The idea of filtration is a generalization of many types of data that we find in real applications. In particular, we can think about filtrations as:
Scalar fields. When dealing with scalar fields, a function \(f\) is defined on the vertices of an input complex \(\Sigma\). In such cases, the filtering function on \(\Sigma\) is obtained by assigning to each simplex of \(\Sigma\) the maximum among the values of its vertices. Formally, given a simplex \(\sigma\) of \(\Sigma\), the function value \(f(\sigma)\) is usually defined as \(max \{f(v) \,|\, v \text{ is a vertex of } \sigma\}\).
In practical applications, scalar fields are extremely common. The simplest examples of scalar fields are arguably the terrain datasets. A terrain dataset can be considered as a planar triangulation where each point is defined by two coordinates. The scalar function defined for each of theme is also called elevation in this case. Volumetric images are other examples of scalar fields. These types of datasets can be described as point clouds immersed in the 3D space. The regular distribution of the points naturally infers a topology on them. Volumetric images are common in medicine (3D TAC or MRI machines produces this kind of data) or scientific simulations used in engineer or forecast analysis.
Point clouds. Point cloud data are extremely common in the applications. Defined as set of points embedded in some space (possibly high dimensional), the analysis of point clouds is one of the most classical examples where persistent homology has been applied. When working with point clouds, the simplicial complex is built directly on the input data by defining a "distance" function. One of the most famous approaches for defining such a complex is the Vietoris-Rips. The Vietoris-Rips complex at scale \(\epsilon\) is an abstract simplicial complex \(\Sigma\) obtained defining a distance function \(d(v_1,v_2)\) such that each simplex of \(\Sigma\) has vertices that are pairwise within distance \(d(v_1,v_2) < \epsilon\). In real applications, given the input point cloud, a sequence of growing simplicial complexes is built by incrementing the parameter \(\epsilon\). This creates a filtration which homology changes can be studied using persistent homology. Actually, the techniques used for building such a sequence are quite different, but all of them are based on an increasing distance value \(d\). A connection between two distinct points is established once their distance is less than the threshold value \(d\). Classical constructions that have to be mentioned are:
In our description, we have focused our attention on the first algorithm defined in the literature for computing persistent homology. We have denoted it as the standard algorithm. Its time complexity is potentially super-cubical in the number of the simplices of the simplicial complex \(\Sigma\) but, in practical cases, can be considered linear. Despite this, in the literature several approaches improving the described algorithm have been developed to compute homology and persistent homology. Based on the strategy they adopt, we can subdivide the methods introduced in the literature to retrieve homological information into the following classes:
2. Distributed approaches efficiently retrieve the homological information of a complex through parallel and distributed computations. Some of such approaches are based on a decomposition of the simplicial complex, while others act directly on the boundary matrices. In the literature, several methods have adopted such a distributed strategy: by using spectral sequences, by parallelizing a coreduction-based algorithm, by decomposing the boundary matrix in chunks or by exploiting a distributed memory environment.

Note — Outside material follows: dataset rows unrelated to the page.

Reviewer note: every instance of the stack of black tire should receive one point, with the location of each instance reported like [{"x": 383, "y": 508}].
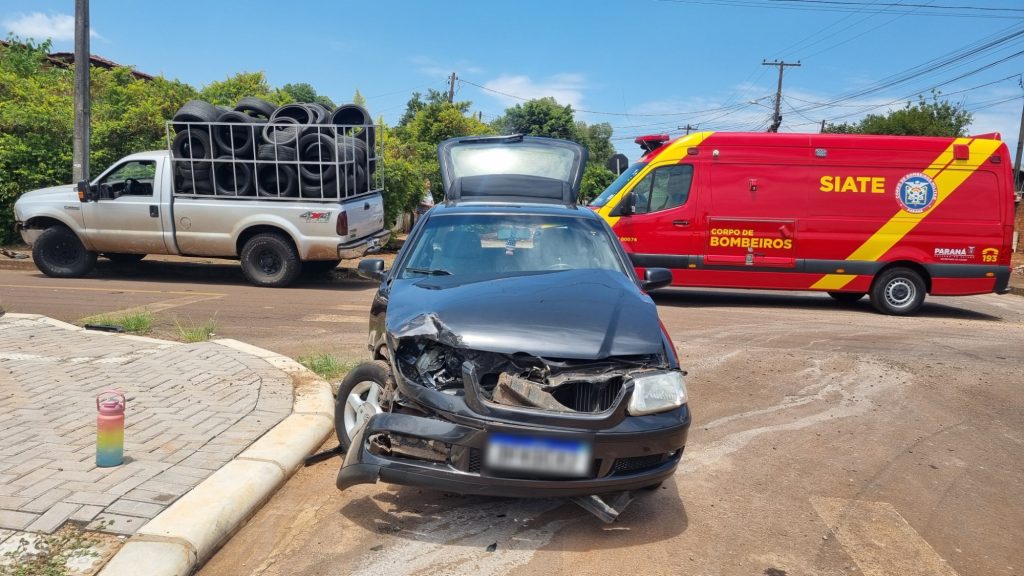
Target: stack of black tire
[{"x": 300, "y": 150}]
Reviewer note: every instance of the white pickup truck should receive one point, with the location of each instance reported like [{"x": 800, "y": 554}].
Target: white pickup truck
[{"x": 138, "y": 206}]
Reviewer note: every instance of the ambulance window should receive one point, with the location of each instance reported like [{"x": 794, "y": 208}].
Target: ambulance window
[{"x": 665, "y": 188}]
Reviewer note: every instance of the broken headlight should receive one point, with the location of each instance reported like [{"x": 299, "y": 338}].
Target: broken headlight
[{"x": 657, "y": 393}]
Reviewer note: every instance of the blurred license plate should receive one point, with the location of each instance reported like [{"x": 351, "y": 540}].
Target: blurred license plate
[{"x": 538, "y": 455}]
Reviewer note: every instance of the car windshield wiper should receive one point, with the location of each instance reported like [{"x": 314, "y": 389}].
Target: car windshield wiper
[{"x": 429, "y": 272}]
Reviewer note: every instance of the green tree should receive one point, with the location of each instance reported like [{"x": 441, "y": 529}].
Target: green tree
[
  {"x": 597, "y": 139},
  {"x": 595, "y": 178},
  {"x": 229, "y": 90},
  {"x": 427, "y": 122},
  {"x": 541, "y": 117},
  {"x": 935, "y": 118}
]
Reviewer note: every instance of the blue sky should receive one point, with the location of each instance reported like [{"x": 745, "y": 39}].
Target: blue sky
[{"x": 643, "y": 66}]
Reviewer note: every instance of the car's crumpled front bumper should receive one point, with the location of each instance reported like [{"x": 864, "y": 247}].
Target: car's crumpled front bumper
[{"x": 638, "y": 452}]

3. Recently, a new strategy of computation is revealing very efficient. In this case, persistent homology is efficiently retrieved by the use of annotations which are vectors associated with each simplex of the complex encoding in a compact way the homology class of the simplex itself.

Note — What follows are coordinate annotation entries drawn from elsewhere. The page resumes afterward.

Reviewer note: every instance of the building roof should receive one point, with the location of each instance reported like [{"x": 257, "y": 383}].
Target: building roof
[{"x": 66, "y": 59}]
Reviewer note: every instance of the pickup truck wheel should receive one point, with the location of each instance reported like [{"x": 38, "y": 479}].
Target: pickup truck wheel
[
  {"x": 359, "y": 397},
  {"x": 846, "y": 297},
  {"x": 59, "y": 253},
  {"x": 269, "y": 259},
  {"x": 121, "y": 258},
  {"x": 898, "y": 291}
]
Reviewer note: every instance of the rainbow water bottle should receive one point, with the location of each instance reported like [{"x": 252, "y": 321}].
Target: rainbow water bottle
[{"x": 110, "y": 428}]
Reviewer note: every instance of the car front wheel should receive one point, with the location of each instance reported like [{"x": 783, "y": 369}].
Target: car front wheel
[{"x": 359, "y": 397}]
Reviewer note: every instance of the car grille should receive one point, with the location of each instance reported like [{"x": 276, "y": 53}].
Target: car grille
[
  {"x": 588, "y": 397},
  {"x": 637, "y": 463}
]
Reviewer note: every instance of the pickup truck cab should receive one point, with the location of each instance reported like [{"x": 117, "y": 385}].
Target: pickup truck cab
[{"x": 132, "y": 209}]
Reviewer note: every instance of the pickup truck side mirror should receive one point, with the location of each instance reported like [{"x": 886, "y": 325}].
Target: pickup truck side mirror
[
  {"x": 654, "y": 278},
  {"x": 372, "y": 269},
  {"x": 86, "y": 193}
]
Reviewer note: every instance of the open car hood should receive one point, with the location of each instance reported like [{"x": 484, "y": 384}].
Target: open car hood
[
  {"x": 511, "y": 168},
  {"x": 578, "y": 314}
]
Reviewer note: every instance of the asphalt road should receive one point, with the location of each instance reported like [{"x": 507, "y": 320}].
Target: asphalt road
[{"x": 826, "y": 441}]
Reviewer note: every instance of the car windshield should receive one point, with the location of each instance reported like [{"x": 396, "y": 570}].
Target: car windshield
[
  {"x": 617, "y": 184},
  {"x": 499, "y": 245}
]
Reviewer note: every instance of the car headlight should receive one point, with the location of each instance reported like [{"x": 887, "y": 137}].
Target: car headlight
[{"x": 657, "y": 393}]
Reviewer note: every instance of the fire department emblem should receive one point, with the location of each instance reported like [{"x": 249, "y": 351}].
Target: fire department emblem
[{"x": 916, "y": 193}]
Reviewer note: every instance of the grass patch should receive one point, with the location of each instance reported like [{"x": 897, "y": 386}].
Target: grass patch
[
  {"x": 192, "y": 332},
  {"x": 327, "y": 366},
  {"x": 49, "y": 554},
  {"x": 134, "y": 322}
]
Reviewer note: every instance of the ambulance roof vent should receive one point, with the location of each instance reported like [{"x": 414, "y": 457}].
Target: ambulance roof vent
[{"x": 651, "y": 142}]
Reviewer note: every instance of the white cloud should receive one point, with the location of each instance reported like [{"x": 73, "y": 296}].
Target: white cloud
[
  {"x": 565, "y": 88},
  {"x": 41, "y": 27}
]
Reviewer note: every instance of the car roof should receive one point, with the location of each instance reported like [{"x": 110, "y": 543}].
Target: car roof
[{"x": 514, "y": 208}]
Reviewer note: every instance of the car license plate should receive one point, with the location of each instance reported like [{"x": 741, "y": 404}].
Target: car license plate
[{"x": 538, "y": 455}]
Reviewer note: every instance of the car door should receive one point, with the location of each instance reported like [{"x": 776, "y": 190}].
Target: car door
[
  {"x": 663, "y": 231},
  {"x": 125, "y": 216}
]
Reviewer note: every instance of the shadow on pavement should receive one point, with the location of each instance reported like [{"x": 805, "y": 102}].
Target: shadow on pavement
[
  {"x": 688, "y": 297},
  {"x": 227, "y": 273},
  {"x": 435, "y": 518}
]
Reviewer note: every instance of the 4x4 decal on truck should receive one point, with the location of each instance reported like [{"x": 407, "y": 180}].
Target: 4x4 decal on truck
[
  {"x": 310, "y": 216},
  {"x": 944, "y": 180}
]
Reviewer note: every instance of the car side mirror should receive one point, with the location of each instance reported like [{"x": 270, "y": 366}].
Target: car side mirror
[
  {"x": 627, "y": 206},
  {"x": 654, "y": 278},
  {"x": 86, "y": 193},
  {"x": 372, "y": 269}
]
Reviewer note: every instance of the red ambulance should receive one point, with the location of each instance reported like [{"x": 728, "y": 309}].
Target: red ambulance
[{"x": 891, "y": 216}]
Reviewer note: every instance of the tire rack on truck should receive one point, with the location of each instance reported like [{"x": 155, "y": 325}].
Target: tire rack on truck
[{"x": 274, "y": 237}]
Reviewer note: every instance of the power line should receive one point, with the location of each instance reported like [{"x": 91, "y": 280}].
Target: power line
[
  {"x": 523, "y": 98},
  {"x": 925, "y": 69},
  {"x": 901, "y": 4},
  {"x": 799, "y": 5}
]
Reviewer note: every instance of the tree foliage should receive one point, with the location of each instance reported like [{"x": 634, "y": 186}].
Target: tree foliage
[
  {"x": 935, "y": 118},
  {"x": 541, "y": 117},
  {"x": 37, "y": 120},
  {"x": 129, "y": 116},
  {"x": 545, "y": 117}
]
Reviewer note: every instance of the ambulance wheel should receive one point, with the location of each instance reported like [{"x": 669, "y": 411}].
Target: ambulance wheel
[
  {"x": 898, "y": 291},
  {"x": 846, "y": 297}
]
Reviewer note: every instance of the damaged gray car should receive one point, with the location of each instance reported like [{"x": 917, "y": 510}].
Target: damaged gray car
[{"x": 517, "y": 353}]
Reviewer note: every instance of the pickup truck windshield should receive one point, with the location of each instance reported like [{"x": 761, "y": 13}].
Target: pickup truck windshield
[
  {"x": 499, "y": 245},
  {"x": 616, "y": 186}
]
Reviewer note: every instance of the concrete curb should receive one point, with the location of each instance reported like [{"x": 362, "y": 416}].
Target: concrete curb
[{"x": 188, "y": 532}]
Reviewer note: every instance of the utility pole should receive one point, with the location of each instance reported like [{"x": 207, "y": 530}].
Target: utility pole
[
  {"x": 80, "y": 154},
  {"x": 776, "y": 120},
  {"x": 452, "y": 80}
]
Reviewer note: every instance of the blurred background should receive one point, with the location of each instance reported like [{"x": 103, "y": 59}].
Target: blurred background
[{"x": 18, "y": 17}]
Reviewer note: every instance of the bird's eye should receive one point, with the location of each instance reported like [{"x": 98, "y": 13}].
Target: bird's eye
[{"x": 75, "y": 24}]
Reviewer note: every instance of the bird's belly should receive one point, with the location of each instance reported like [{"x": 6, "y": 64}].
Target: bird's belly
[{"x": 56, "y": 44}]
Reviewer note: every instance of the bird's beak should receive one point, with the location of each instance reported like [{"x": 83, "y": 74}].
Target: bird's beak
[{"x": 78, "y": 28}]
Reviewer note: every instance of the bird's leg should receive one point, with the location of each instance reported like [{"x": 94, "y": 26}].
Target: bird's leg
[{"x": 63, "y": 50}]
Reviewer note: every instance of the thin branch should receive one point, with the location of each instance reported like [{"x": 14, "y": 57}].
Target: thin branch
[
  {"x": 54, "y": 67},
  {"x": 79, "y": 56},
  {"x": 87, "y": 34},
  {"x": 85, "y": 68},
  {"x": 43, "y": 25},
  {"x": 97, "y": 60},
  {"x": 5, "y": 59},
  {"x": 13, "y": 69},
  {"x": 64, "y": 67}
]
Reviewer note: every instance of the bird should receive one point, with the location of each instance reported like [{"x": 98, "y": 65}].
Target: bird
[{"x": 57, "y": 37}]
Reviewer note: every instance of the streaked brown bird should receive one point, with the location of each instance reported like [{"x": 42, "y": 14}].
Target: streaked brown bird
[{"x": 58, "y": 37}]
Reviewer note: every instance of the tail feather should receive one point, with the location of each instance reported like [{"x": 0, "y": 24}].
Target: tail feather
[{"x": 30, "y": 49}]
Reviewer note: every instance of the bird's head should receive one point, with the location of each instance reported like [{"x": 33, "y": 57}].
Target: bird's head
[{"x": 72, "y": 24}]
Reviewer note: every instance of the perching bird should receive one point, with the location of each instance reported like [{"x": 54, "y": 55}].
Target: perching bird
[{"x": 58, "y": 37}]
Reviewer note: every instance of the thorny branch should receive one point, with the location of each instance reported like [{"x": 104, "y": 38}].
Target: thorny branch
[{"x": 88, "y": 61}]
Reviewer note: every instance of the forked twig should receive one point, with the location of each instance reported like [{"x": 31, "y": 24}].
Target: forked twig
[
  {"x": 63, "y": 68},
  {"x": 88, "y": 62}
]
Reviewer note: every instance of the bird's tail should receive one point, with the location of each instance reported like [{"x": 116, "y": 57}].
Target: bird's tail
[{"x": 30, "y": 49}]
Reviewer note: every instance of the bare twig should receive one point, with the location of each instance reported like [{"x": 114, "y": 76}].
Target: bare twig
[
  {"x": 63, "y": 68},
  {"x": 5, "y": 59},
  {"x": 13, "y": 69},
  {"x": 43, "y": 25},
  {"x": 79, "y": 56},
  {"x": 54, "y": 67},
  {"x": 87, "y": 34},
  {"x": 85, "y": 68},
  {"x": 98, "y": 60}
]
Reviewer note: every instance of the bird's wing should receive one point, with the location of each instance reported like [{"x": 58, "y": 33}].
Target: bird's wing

A different and fundamental subfield of methods studied for seeking of efficiency while computing persistent homology are the so-called, coarsening or pruning approaches. These methods reduce the size of the input complex without changing its homological information by applying iterative simplifications, and by computing the persistent homology when no more simplification is possible. Some of these approaches are based on reductions and coreductions, others simplify the simplicial complex via acyclic subspaces or by using edge contractions. Similar approaches are based on the notion of tidy set, a minimal simplicial set obtained trimming and thinning the original simplicial complex, or on the construction of the discrete Morse complex, a compact model homologically-equivalent to the input complex.